D’où l’intérêt d’émettre les certificats d’entité finale à partir des AC subordonnées (d’ailleurs, pour les racines de confiance publique, le CA/Browser Forum interdit formellement l’émission à partir des racines). En procédant ainsi, on limite les dégâts, et ce qu’il faut révoquer et remplacer en cas de compromission. Si l’une de vos AC subordonnées est compromise, il « suffit » de révoquer cette AC subordonnée et les certificats qui lui sont rattachés. Dans la mesure où les certificats émis par d’autres AC subordonnées ne seraient pas impactés, vous n’auriez pas besoin de redistribuer vos ancres de confiance (c.-à-d. les AC racine). En plus de l’instauration de mesures de sécurité particulièrement strictes autour des AC racine, leur maintien hors ligne est également recommandé, sans quoi vous risquez de passer un mauvais quart d’heure si un problème survenait au niveau de votre AC racine. Idéalement, ces AC racine ne doivent être activées qu’en cas de besoin pour signer une nouvelle subordonnée ou une nouvelle liste de révocation de certificats (LRC).

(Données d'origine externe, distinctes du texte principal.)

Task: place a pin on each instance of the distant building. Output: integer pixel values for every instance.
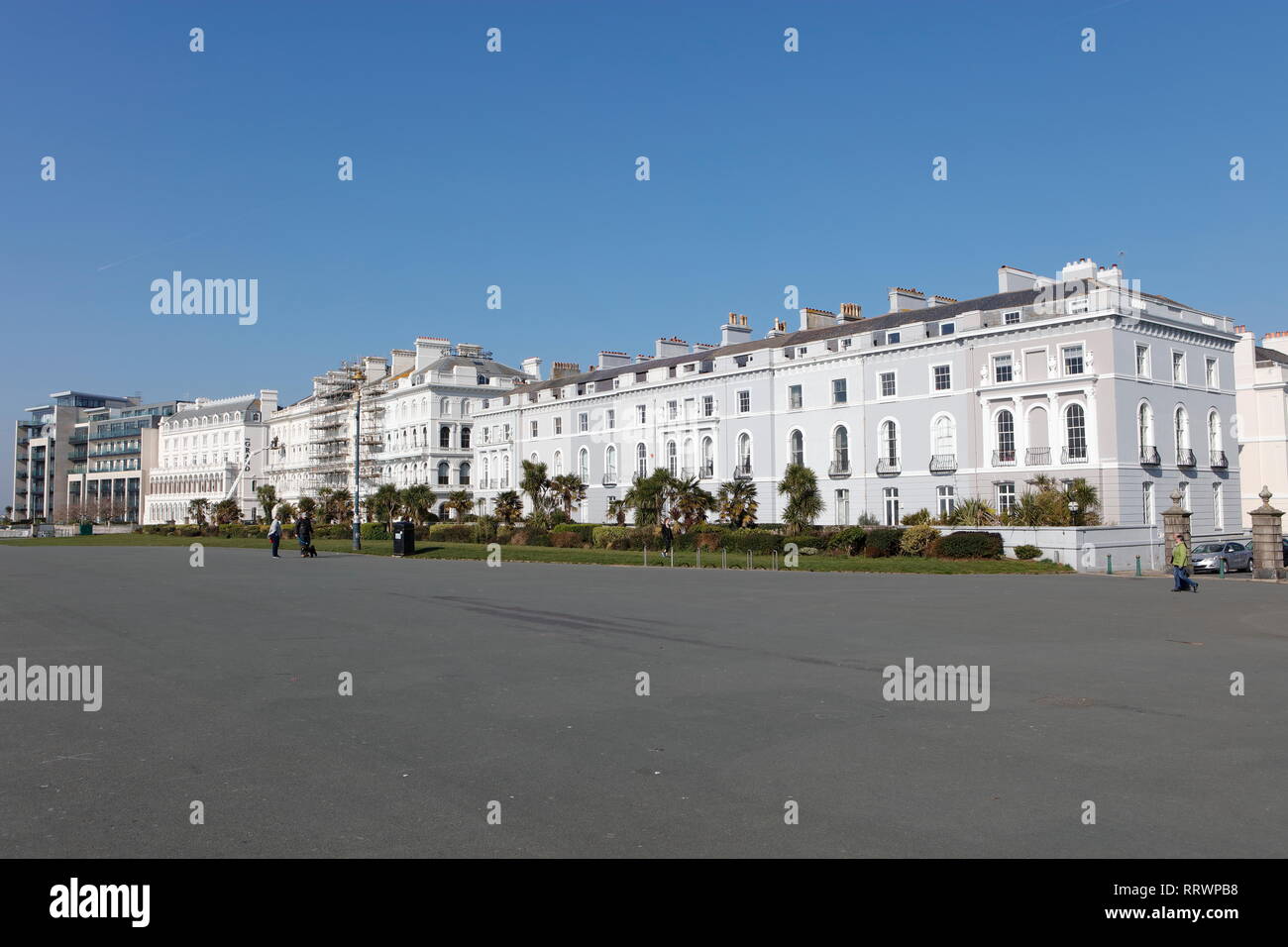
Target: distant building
(211, 450)
(1261, 381)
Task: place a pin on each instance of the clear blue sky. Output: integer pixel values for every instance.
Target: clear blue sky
(516, 169)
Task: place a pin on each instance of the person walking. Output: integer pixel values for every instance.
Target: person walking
(304, 534)
(1180, 560)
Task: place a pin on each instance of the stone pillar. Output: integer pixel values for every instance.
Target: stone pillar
(1176, 519)
(1267, 540)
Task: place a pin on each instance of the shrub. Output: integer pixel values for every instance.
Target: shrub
(603, 536)
(917, 539)
(967, 545)
(883, 541)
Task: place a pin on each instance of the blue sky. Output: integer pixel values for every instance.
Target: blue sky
(518, 169)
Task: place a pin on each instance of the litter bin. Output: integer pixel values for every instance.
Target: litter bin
(404, 538)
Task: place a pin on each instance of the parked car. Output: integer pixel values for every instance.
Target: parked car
(1207, 557)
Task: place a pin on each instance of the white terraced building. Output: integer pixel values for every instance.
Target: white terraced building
(931, 402)
(416, 421)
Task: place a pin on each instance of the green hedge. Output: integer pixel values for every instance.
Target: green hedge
(967, 545)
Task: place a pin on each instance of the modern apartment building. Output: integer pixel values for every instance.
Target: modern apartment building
(934, 401)
(403, 420)
(213, 450)
(1261, 381)
(51, 447)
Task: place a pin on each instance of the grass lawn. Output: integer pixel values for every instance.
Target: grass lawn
(601, 557)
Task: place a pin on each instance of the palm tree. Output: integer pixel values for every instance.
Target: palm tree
(460, 501)
(568, 488)
(737, 502)
(384, 504)
(419, 501)
(804, 500)
(197, 509)
(648, 496)
(691, 502)
(267, 496)
(535, 483)
(507, 506)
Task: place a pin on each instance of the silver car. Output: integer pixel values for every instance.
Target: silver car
(1207, 557)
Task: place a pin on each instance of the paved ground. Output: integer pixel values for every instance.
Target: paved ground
(518, 684)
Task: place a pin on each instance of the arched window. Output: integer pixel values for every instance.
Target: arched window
(1076, 432)
(841, 450)
(1005, 437)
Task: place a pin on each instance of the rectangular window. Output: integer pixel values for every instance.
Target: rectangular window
(1005, 497)
(890, 495)
(842, 508)
(1003, 368)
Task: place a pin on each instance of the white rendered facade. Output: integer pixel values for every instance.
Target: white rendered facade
(416, 423)
(213, 450)
(919, 407)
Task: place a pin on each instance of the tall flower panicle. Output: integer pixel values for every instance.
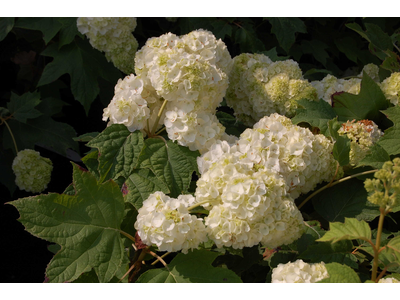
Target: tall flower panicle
(362, 134)
(259, 87)
(166, 223)
(299, 272)
(32, 171)
(114, 37)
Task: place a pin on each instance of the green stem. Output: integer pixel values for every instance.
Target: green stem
(158, 117)
(12, 136)
(127, 235)
(332, 184)
(378, 243)
(198, 204)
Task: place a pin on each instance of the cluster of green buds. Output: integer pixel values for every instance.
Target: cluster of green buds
(385, 189)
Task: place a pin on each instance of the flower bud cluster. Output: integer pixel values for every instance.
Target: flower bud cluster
(32, 171)
(130, 104)
(114, 37)
(362, 134)
(190, 72)
(299, 272)
(259, 87)
(391, 88)
(385, 189)
(166, 223)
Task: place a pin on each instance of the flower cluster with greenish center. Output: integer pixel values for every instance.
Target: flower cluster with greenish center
(362, 134)
(299, 272)
(114, 37)
(166, 223)
(391, 88)
(32, 171)
(384, 190)
(259, 87)
(190, 72)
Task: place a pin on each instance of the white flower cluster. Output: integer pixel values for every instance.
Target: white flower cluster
(131, 104)
(362, 134)
(114, 37)
(259, 87)
(331, 85)
(166, 223)
(299, 272)
(391, 88)
(389, 280)
(190, 72)
(32, 171)
(249, 186)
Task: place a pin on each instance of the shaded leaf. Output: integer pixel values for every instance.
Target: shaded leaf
(171, 163)
(376, 158)
(142, 183)
(48, 26)
(315, 113)
(43, 130)
(119, 150)
(366, 105)
(84, 64)
(192, 267)
(86, 226)
(390, 141)
(285, 30)
(23, 107)
(339, 273)
(6, 24)
(340, 252)
(349, 230)
(345, 200)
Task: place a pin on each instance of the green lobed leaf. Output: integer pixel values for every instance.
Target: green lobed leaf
(84, 64)
(317, 49)
(194, 267)
(23, 107)
(390, 141)
(68, 31)
(349, 230)
(366, 105)
(312, 233)
(391, 255)
(86, 225)
(285, 30)
(376, 158)
(43, 130)
(142, 183)
(345, 200)
(340, 252)
(315, 113)
(171, 163)
(48, 26)
(119, 150)
(6, 24)
(339, 273)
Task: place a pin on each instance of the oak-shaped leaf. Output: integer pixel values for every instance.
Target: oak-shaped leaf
(349, 230)
(84, 64)
(390, 141)
(86, 225)
(171, 163)
(119, 150)
(194, 267)
(339, 273)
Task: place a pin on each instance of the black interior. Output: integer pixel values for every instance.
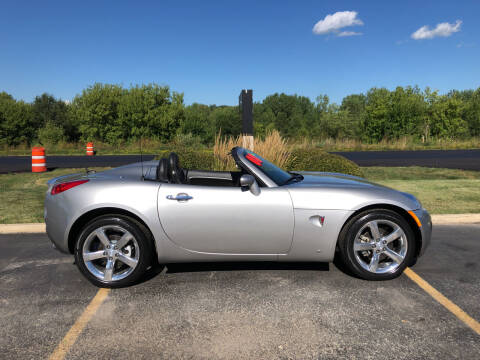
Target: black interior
(170, 171)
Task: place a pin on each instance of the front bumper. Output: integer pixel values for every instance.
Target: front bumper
(425, 229)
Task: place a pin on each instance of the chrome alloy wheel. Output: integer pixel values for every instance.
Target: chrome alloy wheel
(110, 253)
(380, 246)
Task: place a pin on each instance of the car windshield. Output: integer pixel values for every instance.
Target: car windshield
(279, 176)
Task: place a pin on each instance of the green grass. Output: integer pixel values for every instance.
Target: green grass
(441, 191)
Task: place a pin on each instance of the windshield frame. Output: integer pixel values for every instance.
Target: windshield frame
(239, 154)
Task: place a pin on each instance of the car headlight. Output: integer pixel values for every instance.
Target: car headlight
(414, 199)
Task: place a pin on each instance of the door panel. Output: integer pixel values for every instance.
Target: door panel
(227, 219)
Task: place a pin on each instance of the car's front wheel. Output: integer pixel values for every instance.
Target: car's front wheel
(377, 244)
(113, 251)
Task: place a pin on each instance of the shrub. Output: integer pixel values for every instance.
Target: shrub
(319, 160)
(192, 159)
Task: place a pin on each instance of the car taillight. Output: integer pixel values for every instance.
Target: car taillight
(57, 189)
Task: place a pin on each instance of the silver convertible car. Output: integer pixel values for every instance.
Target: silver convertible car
(118, 223)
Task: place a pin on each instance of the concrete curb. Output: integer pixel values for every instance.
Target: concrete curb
(22, 228)
(451, 219)
(441, 219)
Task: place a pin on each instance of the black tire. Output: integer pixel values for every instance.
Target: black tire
(143, 241)
(351, 229)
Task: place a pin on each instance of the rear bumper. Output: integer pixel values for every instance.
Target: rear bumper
(56, 221)
(425, 229)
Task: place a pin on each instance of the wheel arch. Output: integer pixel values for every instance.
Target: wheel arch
(399, 210)
(92, 214)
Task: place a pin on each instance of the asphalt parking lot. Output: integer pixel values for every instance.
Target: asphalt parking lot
(242, 311)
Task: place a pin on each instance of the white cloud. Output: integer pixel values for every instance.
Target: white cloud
(334, 22)
(442, 29)
(348, 33)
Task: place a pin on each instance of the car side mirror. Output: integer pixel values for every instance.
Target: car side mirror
(248, 182)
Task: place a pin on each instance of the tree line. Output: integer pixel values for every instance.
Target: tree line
(114, 114)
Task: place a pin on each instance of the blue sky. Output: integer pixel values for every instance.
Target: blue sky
(210, 50)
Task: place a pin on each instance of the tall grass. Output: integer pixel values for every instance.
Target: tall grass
(403, 143)
(151, 146)
(273, 148)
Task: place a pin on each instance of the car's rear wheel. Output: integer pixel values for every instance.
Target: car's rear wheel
(377, 244)
(113, 251)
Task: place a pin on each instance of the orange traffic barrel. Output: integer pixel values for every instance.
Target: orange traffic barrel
(39, 163)
(90, 149)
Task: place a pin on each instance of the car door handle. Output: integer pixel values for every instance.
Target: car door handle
(180, 197)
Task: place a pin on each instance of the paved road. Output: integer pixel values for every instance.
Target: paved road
(24, 163)
(242, 311)
(453, 159)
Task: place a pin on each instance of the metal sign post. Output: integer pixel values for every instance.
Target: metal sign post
(246, 108)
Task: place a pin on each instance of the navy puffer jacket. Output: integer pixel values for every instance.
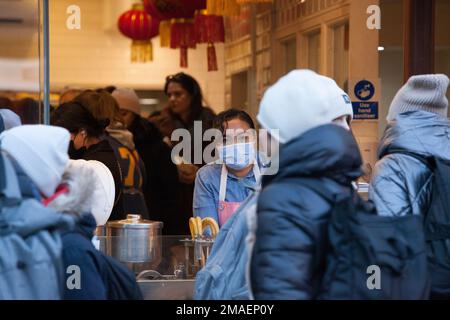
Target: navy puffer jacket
(288, 260)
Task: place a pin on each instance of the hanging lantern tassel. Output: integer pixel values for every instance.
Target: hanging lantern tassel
(141, 51)
(223, 7)
(182, 36)
(183, 57)
(164, 33)
(212, 58)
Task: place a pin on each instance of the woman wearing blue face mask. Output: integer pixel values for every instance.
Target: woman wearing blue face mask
(220, 188)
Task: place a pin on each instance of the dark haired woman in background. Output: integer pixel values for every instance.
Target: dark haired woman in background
(184, 108)
(103, 106)
(86, 143)
(221, 188)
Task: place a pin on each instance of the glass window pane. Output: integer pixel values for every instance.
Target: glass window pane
(314, 52)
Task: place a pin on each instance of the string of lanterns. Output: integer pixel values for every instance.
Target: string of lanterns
(181, 24)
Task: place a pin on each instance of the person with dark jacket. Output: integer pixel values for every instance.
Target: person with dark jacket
(162, 186)
(100, 277)
(417, 123)
(289, 254)
(87, 143)
(184, 109)
(104, 107)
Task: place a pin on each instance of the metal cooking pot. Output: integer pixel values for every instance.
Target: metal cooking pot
(134, 240)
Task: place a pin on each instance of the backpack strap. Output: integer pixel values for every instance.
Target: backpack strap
(317, 187)
(434, 231)
(430, 162)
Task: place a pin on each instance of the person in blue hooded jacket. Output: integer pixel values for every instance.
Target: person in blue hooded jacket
(87, 193)
(402, 184)
(291, 244)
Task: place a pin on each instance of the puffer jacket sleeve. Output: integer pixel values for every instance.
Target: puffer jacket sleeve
(289, 253)
(400, 186)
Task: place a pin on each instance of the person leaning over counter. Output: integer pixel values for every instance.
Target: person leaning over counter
(221, 188)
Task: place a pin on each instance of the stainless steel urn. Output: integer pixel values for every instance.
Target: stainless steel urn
(134, 240)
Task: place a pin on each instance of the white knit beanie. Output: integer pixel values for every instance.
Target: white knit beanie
(127, 100)
(424, 92)
(91, 190)
(300, 101)
(41, 151)
(10, 119)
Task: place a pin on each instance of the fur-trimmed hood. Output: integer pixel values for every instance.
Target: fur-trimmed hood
(91, 190)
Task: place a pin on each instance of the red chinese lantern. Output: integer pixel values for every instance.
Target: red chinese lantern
(182, 36)
(139, 26)
(165, 10)
(223, 7)
(209, 29)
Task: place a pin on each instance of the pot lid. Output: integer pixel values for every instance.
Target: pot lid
(134, 221)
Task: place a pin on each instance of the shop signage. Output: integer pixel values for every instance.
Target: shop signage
(365, 109)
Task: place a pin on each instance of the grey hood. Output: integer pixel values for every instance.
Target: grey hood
(420, 132)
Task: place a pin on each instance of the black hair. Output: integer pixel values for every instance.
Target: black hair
(109, 89)
(231, 114)
(192, 87)
(74, 117)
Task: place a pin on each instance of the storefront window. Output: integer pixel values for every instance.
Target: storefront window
(20, 59)
(340, 55)
(290, 52)
(442, 38)
(314, 51)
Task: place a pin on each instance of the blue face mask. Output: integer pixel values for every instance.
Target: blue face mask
(237, 156)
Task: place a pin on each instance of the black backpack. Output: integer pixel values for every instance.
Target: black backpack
(370, 256)
(437, 224)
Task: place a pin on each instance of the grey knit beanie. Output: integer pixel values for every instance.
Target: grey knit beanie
(424, 92)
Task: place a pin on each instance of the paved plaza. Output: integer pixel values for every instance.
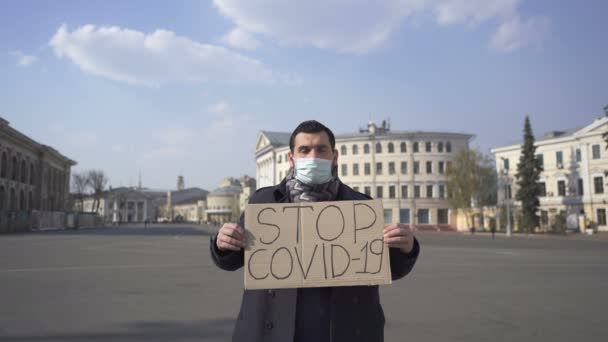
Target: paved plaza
(159, 284)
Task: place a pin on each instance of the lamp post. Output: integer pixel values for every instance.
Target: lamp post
(507, 187)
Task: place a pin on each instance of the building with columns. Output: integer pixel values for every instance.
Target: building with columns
(406, 169)
(33, 177)
(573, 180)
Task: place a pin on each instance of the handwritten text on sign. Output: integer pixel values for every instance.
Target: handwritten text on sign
(315, 244)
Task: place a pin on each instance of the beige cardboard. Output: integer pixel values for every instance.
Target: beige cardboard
(315, 245)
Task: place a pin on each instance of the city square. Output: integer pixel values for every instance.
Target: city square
(159, 284)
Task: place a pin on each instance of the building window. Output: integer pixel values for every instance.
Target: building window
(4, 165)
(559, 159)
(423, 216)
(561, 188)
(15, 168)
(404, 216)
(391, 191)
(388, 215)
(598, 185)
(391, 168)
(601, 217)
(32, 174)
(442, 216)
(542, 189)
(595, 151)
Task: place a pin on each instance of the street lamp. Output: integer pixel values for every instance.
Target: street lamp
(507, 183)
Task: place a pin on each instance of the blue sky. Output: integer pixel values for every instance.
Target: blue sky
(185, 86)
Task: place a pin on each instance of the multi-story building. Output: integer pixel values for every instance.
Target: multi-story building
(405, 169)
(573, 180)
(33, 177)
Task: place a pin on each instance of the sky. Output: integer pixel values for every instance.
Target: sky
(163, 88)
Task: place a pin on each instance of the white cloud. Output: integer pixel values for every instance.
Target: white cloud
(23, 60)
(155, 58)
(353, 26)
(240, 39)
(516, 34)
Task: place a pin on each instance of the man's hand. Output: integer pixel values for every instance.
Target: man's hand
(400, 236)
(230, 237)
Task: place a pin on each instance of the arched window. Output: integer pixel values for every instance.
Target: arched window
(15, 169)
(4, 165)
(21, 200)
(23, 172)
(32, 173)
(2, 198)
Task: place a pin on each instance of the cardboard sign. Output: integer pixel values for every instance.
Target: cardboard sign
(315, 244)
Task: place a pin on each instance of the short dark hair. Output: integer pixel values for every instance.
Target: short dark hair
(312, 126)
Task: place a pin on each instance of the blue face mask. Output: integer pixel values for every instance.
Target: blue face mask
(312, 171)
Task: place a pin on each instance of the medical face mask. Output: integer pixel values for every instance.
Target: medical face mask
(312, 171)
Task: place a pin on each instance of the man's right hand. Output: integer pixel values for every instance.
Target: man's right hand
(231, 237)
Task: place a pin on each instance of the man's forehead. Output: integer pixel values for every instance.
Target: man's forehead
(310, 139)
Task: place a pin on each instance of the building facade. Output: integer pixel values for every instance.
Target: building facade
(407, 170)
(573, 180)
(33, 177)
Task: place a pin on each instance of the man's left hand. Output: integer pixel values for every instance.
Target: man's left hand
(398, 235)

Pourquoi vouloir sa propre AC subordonnée ?
Maintenant que vous savez à quoi correspondent les AC subordonnées ou intermédiaires, et où elles s’intègrent dans une architecture d’AC plus globale, on peut se demander quel intérêt peut avoir une entreprise à vouloir sa propre AC — c’est-à-dire une AC subordonnée dédiée à son nom. Voici les principales raisons généralement avancées :
Authentification client
L’authentification client basée sur des certificats valide souvent les certificats en fonction des AC subordonnées. En optant pour une AC subordonnée exclusive, vous pouvez limiter le nombre de personnes détentrices des certificats permettant d’accéder à un système. Suivant les besoins de l’organisation, ces AC subordonnées peuvent être privées ou publiques.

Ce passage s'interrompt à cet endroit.